5,500 sign petition to stop project
A project designed by David Adjaye for a site just a block away from his successful Rivington Place gallery in Shoreditch has triggered a campaign to try and derail it - on the grounds construction noise could kill off a neighbouring business.
Adjaye was appointed in 2015 to develop proposals to turn a derelict post-war warehouse on the busy Curtain Road into offices by adding three storeys.
The practice submitted a planning application to Hackney council earlier this year for the six-storey office block.
But the founder of a neighbouring business has launched a petition to get the project halted, attracting more than 5,400 signatures.
Richard Boote founded Strongroom Studios next door in a former zip factory in 1984 and says his early investment helped transform the area. The likes of Bjork and Depeche Mode have recorded there.
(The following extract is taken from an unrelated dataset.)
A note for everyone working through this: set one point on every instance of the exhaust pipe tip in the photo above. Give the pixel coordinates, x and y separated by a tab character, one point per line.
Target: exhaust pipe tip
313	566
Boote says vibrations from the construction work would make recording impossible. This would threaten the future of his business and the others that have grown up around it, he claimed. The six-storey building would also throw a courtyard garden used by his related pub business into the shade, he said.
“Rising rents and redevelopments of this kind are pushing creative industries out of Shoreditch. Strongroom has fought hard to push back against this trend of gentrification and strive to keep our studio and amenity spaces inviting and affordable for creative companies,” he said.
The applicant said extensive pre-application discussions had been held with the council and local stakeholders, and that the height was in keeping with the area.
Adjaye’s strongly vertical design involves extensive glazing and a roof terrace. This contrasts with the horizontality of the existing brick building which is described as a flatted factory. This industrial typology emerged in the East End after the Second World War as a way of allowing large numbers of small firms to be housed together and some surviving examples, such as one by YRM, are considered candidates for listing.
The design and access statement said: “The redevelopment of 118 Curtain Road represents an opportunity to accommodate an increasing demand for work space in the form of a rooftop addition, while preserving the character and form of the existing building, a good example of the architectural legacy of the furniture trade.”
It added: “The proposal seeks to deliver design of the highest quality that draws upon the historic context and, through sensitively designed interventions and a light refurbishment to the existing building elements, it cohesively strengthens the relationship to the South-Shoreditch Conservation Area.”